Adding a 187KΩ in series with the ADC input will give you a voltage range of 0 to 61.38V.
Is the 60V maximum based on the battery voltage or the charging voltage? A 60V battery will have a charging voltage of around 72V in which case you will need to change the resistor value so that the ADC max voltage is higher than 72V.
GPIO 21 is passed through on the ADC Pi header. The only pins used by the ADC Pi are GPIO2 (SDA), GPIO3 (SCL), 3.3V, 5V and Ground. All other GPIO pins are passed through and can be used for other purposes.
You are correct that the battery positive will connect to R1 and R1 connects to the ADC input. The battery ground connects to the Raspberry Pi ground or the ADC Pi ground which are both connected together.
In continuous conversion mode the ADC samples the input continously and will have a sample ready to be read from the I2C bus. In one-time mode the ADC will sleep until you request a sample at which point it will wake up, take the sample and go back to sleep.
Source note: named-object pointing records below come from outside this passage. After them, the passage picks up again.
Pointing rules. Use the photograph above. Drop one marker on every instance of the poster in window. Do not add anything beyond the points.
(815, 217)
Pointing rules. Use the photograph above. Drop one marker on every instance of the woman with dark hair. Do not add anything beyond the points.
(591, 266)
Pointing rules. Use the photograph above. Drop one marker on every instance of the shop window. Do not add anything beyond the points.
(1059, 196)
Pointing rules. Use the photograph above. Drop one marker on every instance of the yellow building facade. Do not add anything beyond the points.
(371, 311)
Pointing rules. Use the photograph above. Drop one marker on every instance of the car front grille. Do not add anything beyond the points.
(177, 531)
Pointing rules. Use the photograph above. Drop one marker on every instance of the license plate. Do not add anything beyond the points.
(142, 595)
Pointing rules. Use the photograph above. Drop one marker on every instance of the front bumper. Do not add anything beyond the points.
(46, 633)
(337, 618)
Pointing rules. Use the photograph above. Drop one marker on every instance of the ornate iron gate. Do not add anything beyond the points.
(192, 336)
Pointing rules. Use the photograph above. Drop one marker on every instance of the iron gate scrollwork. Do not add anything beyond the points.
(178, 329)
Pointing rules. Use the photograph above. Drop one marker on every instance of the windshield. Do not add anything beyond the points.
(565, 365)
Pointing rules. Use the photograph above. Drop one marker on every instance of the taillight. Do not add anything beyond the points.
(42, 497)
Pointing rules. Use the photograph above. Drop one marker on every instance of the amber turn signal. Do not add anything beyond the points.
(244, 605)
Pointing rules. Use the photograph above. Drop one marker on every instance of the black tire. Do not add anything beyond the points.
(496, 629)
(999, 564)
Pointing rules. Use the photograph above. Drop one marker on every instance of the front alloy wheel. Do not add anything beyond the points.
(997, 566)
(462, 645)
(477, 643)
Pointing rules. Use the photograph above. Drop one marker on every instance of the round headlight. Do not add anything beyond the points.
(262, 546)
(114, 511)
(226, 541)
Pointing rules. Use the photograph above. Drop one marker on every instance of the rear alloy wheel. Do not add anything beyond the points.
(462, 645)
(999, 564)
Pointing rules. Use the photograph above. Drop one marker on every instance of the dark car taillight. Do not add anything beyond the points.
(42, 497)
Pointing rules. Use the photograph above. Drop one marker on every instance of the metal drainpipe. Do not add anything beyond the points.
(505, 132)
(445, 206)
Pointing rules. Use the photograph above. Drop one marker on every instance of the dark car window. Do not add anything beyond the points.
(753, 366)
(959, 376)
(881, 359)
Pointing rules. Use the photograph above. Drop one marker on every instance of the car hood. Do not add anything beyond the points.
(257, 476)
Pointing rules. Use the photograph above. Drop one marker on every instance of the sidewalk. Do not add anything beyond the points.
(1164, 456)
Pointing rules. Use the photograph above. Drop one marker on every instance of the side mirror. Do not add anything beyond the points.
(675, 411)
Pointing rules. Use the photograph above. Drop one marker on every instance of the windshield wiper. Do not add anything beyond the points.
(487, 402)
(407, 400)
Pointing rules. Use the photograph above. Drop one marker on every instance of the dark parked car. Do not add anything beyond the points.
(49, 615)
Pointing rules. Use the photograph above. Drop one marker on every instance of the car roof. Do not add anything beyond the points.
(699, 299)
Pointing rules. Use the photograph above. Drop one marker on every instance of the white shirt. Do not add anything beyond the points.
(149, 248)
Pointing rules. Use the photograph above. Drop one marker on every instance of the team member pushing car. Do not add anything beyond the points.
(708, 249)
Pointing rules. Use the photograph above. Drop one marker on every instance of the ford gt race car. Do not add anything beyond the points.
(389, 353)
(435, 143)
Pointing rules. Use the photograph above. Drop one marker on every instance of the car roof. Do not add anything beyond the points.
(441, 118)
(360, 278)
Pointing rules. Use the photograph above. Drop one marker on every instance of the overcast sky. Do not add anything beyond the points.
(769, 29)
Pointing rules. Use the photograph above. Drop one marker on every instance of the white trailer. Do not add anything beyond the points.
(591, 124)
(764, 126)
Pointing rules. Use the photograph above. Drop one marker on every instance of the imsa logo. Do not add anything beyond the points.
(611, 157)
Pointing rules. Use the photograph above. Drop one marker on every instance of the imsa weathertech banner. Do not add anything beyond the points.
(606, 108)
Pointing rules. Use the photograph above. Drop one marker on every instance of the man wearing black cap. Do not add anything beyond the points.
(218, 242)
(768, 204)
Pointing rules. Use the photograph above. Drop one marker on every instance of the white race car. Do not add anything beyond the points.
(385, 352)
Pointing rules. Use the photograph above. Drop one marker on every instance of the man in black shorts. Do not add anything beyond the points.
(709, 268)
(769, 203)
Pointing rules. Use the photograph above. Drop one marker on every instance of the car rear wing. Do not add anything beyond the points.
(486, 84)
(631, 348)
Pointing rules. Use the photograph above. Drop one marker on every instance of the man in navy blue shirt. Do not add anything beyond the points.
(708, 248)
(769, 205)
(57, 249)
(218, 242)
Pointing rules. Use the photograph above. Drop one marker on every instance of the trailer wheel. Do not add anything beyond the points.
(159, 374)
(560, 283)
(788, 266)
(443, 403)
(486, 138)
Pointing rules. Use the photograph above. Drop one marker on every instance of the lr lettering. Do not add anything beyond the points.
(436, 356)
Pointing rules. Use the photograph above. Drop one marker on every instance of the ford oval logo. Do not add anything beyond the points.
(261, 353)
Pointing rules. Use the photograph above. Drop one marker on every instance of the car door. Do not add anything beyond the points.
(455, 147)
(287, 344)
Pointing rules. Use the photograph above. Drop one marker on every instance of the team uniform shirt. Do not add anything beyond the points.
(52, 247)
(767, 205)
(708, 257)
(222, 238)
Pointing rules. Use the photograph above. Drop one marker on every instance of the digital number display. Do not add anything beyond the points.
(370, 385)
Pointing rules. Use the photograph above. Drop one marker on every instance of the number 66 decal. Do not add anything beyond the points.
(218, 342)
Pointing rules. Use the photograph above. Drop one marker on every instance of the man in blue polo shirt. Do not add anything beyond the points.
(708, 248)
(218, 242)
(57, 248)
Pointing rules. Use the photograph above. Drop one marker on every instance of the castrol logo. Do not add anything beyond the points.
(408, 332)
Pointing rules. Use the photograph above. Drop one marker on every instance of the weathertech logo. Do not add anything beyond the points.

The main difference between the two modes is the power usage and the sample rate. In continuous coversion mode each ADC chip will consume around 135 μA and will be able to sample at the full speed for each bit rate. In one-time mode the ADC chip will use around 36 μA between samples but the sample rate will be slower depending on the bit rate. We have a page in our knowledge base that goes into detail on the different sample rates and how they compare in continous conversion and one-time mode.
In either continous conversion or one-time mode the power consumption from the ADC Pi will be minimal compared to the power used by the Raspberry Pi. If you are only going to use the Raspberry Pi to monitor the battery voltage then you may be better off using a lower power platform like an Arduino which will use a fraction of the power that a Raspberry Pi uses.